Three Misconceptions Regarding Wills

Three Misconceptions Regarding Wills, wills are like many other legal documents: most people have an idea of what they are, but do not fully understand them until they go through the process of getting one themselves. With all of the do-it-yourself forms out there nowadays, more and more people are creating their wills without getting any legal counsel, and are falling victim to some common misconceptions regarding wills. This post will introduce you to three common misconceptions regarding wills.
MISCONCEPTION: A WILL AVOIDS PROBATE.

A will communicates your desires as they relate to the distribution of your property. Whether or not your estate will need to be probated will be dictated largely by state law and the value of your estate. Just because you have a will does not mean your estate will avoid the probate process.

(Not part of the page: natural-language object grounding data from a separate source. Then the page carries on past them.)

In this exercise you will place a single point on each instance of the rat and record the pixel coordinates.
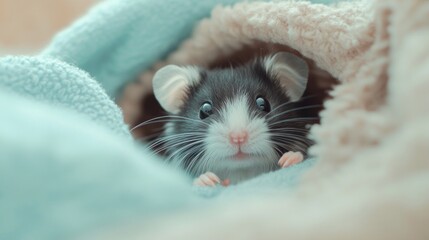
(229, 125)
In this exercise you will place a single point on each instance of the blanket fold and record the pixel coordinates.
(69, 168)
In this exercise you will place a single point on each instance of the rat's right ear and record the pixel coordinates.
(171, 83)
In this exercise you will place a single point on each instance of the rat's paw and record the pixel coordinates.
(290, 158)
(209, 179)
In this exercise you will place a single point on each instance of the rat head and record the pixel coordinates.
(227, 120)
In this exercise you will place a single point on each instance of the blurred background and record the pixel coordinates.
(27, 26)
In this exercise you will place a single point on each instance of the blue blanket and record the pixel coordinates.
(68, 164)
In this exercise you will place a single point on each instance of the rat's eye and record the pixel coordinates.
(206, 110)
(263, 104)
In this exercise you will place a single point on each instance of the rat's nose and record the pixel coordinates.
(238, 137)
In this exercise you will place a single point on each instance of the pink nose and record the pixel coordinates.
(238, 138)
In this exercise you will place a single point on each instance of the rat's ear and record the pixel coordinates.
(171, 84)
(291, 71)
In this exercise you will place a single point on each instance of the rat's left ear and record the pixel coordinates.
(291, 71)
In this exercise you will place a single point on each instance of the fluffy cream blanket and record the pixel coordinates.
(372, 177)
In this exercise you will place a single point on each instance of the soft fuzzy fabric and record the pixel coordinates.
(370, 180)
(69, 169)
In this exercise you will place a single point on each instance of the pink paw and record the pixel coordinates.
(290, 158)
(210, 179)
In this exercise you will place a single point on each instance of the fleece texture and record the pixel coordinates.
(68, 163)
(69, 168)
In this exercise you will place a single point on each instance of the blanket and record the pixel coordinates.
(71, 170)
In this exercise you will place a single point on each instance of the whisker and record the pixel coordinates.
(168, 118)
(294, 120)
(292, 110)
(286, 103)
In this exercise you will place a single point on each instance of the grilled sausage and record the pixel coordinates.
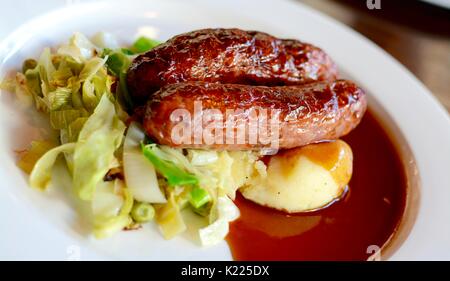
(228, 56)
(180, 114)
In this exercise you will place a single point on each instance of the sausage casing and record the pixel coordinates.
(300, 114)
(228, 56)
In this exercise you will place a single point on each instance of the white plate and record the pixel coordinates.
(39, 226)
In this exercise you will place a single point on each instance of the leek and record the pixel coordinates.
(173, 174)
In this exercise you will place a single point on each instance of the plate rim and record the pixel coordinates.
(425, 95)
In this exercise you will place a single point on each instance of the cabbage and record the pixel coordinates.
(100, 137)
(63, 118)
(111, 207)
(93, 86)
(29, 158)
(174, 174)
(140, 174)
(41, 174)
(169, 219)
(59, 98)
(217, 230)
(79, 48)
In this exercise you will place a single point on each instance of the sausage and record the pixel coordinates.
(210, 115)
(228, 56)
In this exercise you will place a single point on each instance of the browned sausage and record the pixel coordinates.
(228, 56)
(306, 114)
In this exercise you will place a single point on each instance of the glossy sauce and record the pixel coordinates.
(367, 215)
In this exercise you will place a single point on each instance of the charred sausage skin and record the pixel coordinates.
(307, 114)
(229, 56)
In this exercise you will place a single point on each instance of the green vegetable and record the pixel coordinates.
(28, 64)
(143, 44)
(116, 61)
(29, 158)
(63, 118)
(74, 128)
(139, 173)
(126, 51)
(59, 98)
(41, 174)
(142, 212)
(173, 174)
(111, 207)
(218, 229)
(79, 48)
(169, 219)
(199, 197)
(100, 137)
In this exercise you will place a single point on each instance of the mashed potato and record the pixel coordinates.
(303, 178)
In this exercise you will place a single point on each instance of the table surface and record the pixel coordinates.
(416, 33)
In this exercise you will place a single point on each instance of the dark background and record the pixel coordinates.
(414, 32)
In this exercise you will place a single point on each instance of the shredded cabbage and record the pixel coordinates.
(169, 219)
(140, 175)
(74, 87)
(100, 137)
(29, 158)
(111, 207)
(217, 230)
(41, 174)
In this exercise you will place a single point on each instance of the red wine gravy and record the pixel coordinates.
(368, 214)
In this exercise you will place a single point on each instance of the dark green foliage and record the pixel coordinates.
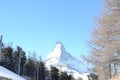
(65, 76)
(42, 70)
(30, 68)
(54, 73)
(92, 76)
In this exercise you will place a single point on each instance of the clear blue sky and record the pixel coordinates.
(36, 25)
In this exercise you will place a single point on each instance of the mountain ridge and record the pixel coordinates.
(64, 61)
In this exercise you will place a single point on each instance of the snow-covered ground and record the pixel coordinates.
(9, 74)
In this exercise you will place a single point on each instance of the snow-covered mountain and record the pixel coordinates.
(64, 61)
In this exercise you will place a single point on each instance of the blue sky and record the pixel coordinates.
(36, 25)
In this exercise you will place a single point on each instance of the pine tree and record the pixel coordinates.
(54, 73)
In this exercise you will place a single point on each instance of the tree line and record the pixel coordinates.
(17, 62)
(104, 55)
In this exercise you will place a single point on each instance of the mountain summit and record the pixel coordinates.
(64, 61)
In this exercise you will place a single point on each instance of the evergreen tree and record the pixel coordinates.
(30, 68)
(42, 70)
(54, 73)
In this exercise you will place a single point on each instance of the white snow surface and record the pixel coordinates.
(66, 62)
(9, 74)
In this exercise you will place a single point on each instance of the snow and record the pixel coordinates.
(64, 61)
(9, 74)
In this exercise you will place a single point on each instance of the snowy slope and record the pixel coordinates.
(8, 74)
(66, 62)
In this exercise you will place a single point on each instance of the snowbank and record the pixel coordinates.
(9, 74)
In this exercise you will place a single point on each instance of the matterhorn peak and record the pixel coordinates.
(57, 51)
(64, 61)
(59, 46)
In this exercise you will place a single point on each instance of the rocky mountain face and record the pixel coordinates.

MISCONCEPTION: A REVOCABLE TRUST ELIMINATES THE NEED FOR A WILL.

A will is still needed to transfer any assets into the trust that were not formally transferred before death. The revocable trust is one part of the process—an important part—but it only governs the property that has been transferred into it.

MISCONCEPTION: A WILL TAKES EFFECT UPON INCAPACITY.

A will takes effect upon death, not incapacity. If you are looking for a legal document that will allow someone to handle your affairs while you are alive, in the event of incapacity, you are looking for a power of attorney.

Drizin Law is providing this information for educational purposes only. It should not be construed as legal advice or a legal opinion as to any specific facts or circumstances. This information is based on general principles of Nevada law at the time it was created and you should be aware laws frequently change. Moreover, the laws affecting you may differ depending on the circumstances. You should consult with a qualified attorney in your own state or jurisdiction concerning your particular situation. Review of this information does not create an attorney-client relationship.